Part 3 of The Language of God turns again to science/faith conflict. Collins issues a warning by hailing back to Galileo–reminding believers that their interpretations have been wrong before, and that holding too tightly to a wrong interpretation can result in damage to the faith. Now he moves on to what he considers to be the four options in dealing with science faith issues: atheism and agnosticism (where science trumps faith), creationism (where faith trumps science), intelligent design (when science needs divine help), and “Biologos” (where science and faith are in harmony). “BioLogos”, of course, means theistic evolution.

This section was a mixed bag. I agreed with Collins’ point in the chapter on atheism. Science can not be used to discount the existence of God, especially since science cannot account for morality. I agreed with many (but not all) of Collins’ arguments against intelligent design, especially his argument that intelligent design does not offer a predictive (that is, testable) scientific model.

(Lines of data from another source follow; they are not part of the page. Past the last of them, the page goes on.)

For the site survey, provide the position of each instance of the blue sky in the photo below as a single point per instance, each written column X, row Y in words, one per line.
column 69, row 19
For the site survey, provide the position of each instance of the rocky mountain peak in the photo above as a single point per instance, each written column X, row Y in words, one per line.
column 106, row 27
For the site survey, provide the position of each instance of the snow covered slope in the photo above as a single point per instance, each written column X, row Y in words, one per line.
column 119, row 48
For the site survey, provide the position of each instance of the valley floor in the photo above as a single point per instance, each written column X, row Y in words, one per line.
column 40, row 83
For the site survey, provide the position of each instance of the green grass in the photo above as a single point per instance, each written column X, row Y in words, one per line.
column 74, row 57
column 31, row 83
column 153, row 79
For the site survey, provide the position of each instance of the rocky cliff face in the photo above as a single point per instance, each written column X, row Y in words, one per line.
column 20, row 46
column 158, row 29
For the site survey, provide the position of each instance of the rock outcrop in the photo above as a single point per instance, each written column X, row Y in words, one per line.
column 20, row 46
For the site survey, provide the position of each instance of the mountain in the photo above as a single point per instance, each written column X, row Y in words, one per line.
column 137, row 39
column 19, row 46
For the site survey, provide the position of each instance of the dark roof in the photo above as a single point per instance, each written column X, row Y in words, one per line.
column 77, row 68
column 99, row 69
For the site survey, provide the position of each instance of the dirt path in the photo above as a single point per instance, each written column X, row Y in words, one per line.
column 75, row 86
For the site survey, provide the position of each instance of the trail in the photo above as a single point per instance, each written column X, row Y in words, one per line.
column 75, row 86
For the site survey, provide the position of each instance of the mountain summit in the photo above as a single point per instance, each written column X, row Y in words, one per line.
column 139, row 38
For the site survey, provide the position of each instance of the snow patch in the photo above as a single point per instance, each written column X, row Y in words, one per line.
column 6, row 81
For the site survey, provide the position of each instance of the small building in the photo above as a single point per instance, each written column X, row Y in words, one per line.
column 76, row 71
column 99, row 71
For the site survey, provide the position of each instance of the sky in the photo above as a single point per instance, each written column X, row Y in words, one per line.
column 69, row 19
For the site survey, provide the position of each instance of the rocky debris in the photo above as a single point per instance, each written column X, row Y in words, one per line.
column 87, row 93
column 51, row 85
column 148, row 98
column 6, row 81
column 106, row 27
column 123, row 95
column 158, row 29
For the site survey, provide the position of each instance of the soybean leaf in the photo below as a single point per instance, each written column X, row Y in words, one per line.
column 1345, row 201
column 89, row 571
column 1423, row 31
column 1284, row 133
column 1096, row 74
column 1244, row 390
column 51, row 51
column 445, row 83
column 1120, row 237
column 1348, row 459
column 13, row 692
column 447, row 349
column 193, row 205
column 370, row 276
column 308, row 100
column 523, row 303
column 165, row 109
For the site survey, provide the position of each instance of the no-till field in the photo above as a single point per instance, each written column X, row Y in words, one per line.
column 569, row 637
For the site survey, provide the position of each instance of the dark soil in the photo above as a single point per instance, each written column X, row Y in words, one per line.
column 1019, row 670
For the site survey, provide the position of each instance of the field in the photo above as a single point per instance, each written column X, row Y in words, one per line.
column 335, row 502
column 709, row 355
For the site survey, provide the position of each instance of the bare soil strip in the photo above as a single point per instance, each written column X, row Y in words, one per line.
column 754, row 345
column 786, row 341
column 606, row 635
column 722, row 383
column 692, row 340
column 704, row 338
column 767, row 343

But Collins’ chapter on creationism seems to me to be setting up a straw man of sorts by focusing on Young Earth creationism. It is true that to hold that the universe is less than 10,000 years old means discounting the evidences of multiple branches of science (geology and cosmology primary ones, but analysis of prolific Chinese genealogies also suggests that humanity itself is older than Ussher’s date for creation.) But does this mean that the Genesis accounts are not to be taken literally and that Darwinian evolution should be accepted?

I don’t believe so. Collins completely ignores what I feel to be the most Biblically- and scientifically-faithful alternative: old earth creationism, particularly the (non-Darwinian) creation model set forth by Reasons to Believe. Reasons to Believe has a high view of Scripture AND a high view of science, believing both to be books written by God to display Himself.

The difference between Collins’ approach and RTB’s is marked. Collins says “Since the common interpretation of science and the common interpretation of Scripture are incompatible, the interpretation of Scripture must be wrong.” Unfortunately, Collins does not offer any alternative exegesis in support of theistic evolution. On the other hand, Reasons to Believe says “Since the common interpretation of science and the common interpretation of Scripture are incompatible, we must examine both carefully to ascertain what God is really speaking through the two books of general and special revelation.” Reasons to Believe offers a legitimate alternative exegesis of Genesis 1-2, as well as other creation accounts in Scripture–and offers a legitimate scientific model that has explanatory power for the observations Collins sees as irrefutable proofs of evolution.

Ultimately, I think that Collins is well-meaning in his writing and is a sincere believer in God–but I think he has more in common with a liberal branch of theology that discounts Scripture as truly inerrant than with historic Christianity (which has upheld a high view of Scripture). He made arguments for evolution, sure, ones that different individuals may find more or less convincing (I am less convinced). He made arguments for faith from outside the realm of science. But despite stating that science and faith are compatible, Collins failed to make any good arguments for how science and faith are compatible.

I’m glad I read The Language of God, and I’m thankful to Janet for drawing my attention to this book. Clearly, though, I was unconvinced by Collins’ arguments for theistic evolution (what he calls “BioLogos”).


Rating:3 Stars
Category:Science and Religion
Synopsis:The head of the Human Genome Project attempts to make a case for the compatibility of Christianity and science, particularly Darwinian evolution.
Recommendation: A thought-provoking book, but ultimately unconvincing. I recommend it for critical readers, not so much for those who aren’t able or willing to think critically as they read.